2021 single by A Boogie wit da Hoodie featuring Lil Durk

"24 Hours" is a song by American rapper A Boogie wit da Hoodie featuring fellow American rapper Lil Durk. It was released as the second single from A Boogie's fourth EP B4 AVA, on May 21, 2021. The song was produced by Rogét Chahayed, S. Dot, Band on the Beat, and Chuck Taylor.

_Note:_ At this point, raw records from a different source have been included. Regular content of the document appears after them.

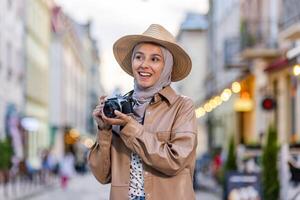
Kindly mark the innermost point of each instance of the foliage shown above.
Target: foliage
(270, 179)
(230, 164)
(6, 153)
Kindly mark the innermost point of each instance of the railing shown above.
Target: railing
(290, 13)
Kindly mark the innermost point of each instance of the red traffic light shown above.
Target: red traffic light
(268, 103)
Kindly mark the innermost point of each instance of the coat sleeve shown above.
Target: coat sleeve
(99, 157)
(168, 157)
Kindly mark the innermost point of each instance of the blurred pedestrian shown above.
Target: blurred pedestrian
(67, 169)
(150, 154)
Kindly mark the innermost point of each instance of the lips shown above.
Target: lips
(145, 74)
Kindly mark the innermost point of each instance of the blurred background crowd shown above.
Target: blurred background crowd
(245, 83)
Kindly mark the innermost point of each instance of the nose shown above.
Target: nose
(145, 64)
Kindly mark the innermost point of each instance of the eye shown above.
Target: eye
(155, 59)
(138, 57)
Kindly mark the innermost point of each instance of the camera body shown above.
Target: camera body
(123, 104)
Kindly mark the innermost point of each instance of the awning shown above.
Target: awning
(278, 64)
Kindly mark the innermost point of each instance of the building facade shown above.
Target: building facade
(74, 79)
(37, 43)
(12, 71)
(192, 36)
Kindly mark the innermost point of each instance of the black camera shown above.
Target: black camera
(123, 104)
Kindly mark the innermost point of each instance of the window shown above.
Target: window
(9, 61)
(9, 4)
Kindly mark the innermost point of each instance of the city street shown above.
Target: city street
(87, 188)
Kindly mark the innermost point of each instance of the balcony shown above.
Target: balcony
(290, 23)
(256, 41)
(232, 49)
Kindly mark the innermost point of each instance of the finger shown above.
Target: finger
(115, 121)
(102, 99)
(121, 116)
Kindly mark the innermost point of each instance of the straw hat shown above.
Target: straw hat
(123, 48)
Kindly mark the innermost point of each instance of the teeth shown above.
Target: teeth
(144, 74)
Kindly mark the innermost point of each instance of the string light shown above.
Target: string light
(296, 70)
(216, 101)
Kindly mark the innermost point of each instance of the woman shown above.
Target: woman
(150, 154)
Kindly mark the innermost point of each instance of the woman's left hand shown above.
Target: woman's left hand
(121, 119)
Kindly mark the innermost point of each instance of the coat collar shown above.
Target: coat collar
(166, 93)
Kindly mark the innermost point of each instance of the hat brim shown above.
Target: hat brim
(124, 46)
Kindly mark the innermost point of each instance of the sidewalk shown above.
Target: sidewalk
(82, 187)
(20, 189)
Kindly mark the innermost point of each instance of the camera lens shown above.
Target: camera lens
(110, 107)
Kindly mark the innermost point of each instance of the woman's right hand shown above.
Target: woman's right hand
(98, 115)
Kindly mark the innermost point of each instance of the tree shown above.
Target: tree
(230, 164)
(270, 179)
(6, 153)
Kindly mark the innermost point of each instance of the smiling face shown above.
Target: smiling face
(147, 64)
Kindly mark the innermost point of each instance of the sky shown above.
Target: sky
(112, 19)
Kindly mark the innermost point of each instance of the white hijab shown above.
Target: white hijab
(143, 96)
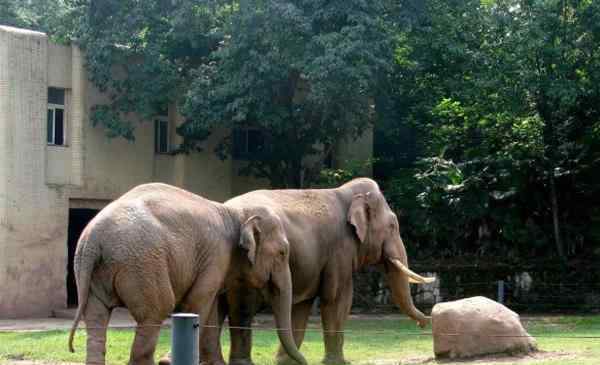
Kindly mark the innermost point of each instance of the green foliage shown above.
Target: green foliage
(334, 177)
(504, 99)
(302, 72)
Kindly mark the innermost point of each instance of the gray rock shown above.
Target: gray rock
(477, 326)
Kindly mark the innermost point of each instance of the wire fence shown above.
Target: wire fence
(364, 332)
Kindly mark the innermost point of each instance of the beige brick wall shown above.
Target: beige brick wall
(33, 216)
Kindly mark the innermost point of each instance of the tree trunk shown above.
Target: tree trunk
(555, 220)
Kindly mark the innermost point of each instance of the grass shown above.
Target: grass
(371, 340)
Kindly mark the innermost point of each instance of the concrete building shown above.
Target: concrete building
(57, 170)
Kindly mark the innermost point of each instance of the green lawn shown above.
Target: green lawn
(379, 341)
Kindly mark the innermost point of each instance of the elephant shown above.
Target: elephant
(332, 233)
(159, 248)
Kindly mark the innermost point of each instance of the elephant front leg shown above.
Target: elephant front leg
(96, 318)
(333, 316)
(243, 303)
(300, 315)
(210, 343)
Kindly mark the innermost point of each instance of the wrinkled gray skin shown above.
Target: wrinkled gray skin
(332, 232)
(159, 248)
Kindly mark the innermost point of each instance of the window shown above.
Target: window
(248, 143)
(161, 135)
(56, 117)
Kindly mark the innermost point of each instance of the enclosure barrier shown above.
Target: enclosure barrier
(185, 338)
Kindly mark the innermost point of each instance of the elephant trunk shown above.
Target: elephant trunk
(281, 301)
(399, 278)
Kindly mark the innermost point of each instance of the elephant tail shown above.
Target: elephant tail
(85, 261)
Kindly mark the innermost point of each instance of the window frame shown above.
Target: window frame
(54, 107)
(248, 153)
(157, 121)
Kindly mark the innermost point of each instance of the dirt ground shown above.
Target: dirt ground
(488, 360)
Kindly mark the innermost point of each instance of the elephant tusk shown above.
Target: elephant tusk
(413, 277)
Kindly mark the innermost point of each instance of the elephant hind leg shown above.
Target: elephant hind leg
(300, 315)
(144, 344)
(96, 317)
(333, 316)
(150, 300)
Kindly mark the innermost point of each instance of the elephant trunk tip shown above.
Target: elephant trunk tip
(423, 322)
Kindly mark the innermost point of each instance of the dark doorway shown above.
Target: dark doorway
(78, 219)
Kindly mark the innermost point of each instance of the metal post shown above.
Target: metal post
(185, 339)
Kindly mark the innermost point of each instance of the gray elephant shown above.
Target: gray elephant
(159, 248)
(332, 233)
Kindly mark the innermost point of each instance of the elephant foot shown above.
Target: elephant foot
(335, 360)
(165, 360)
(285, 360)
(244, 361)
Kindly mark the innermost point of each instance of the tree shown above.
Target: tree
(505, 98)
(301, 72)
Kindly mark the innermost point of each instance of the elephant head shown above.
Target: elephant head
(266, 249)
(378, 231)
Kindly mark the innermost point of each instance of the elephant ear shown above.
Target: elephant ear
(249, 236)
(358, 215)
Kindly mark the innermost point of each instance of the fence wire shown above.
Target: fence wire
(346, 331)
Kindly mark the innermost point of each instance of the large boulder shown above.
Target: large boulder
(477, 326)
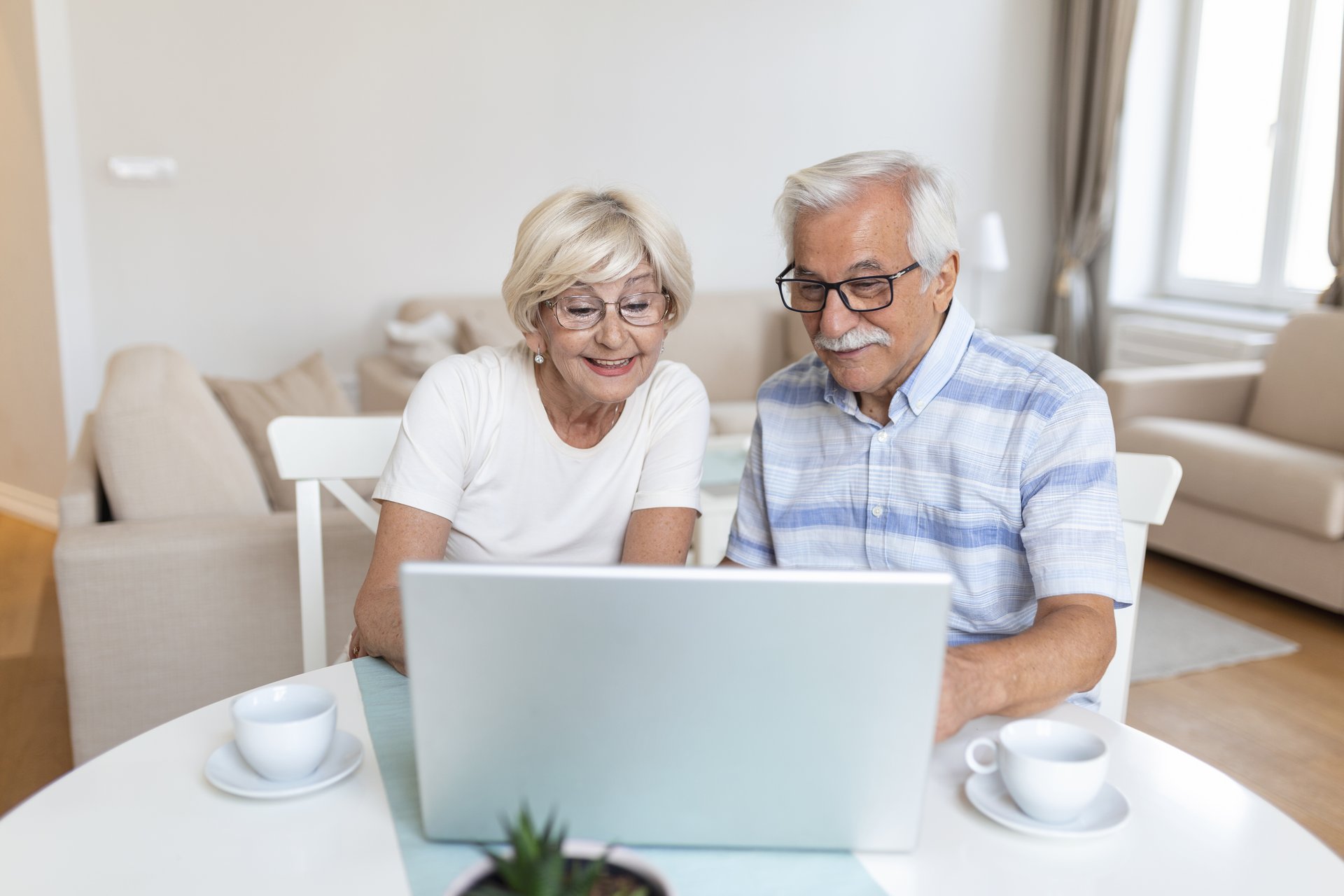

==Background and composition==
On "24 Hours", A Boogie wit da Hoodie and Lil Durk both "serenade their better halves in a way only these crooners could". The two artists croon about seeing their respective significant others for twenty-four hours a day, seven days a week (forever) on the "melodic" song. The "somber and somewhat sad" song discusses the "ups and downs" of a relationship and how the couples stay down with one another and get through it. A Boogie announced the release of the single on May 18, 2021. He shared a snippet the following day, May 19, 2021.

==Charts==

Chart performance for "24 Hours"
| Chart (2021) | Peak position |
|---|---|
| Canada Hot 100 (Billboard) | 75 |
| New Zealand Hot Singles (RMNZ) | 25 |
| US Billboard Hot 100 | 92 |
| US Hot R&B/Hip-Hop Songs (Billboard) | 38 |

==Certifications==

Certifications and sales for "24 Hours"
| Region | Certification | Certified units/sales |
| Canada (Music Canada) | Platinum | 80,000^{‡} |
| United States (RIAA) | Platinum | 1,000,000^{‡} |
^{‡} Sales+streaming figures based on certification alone.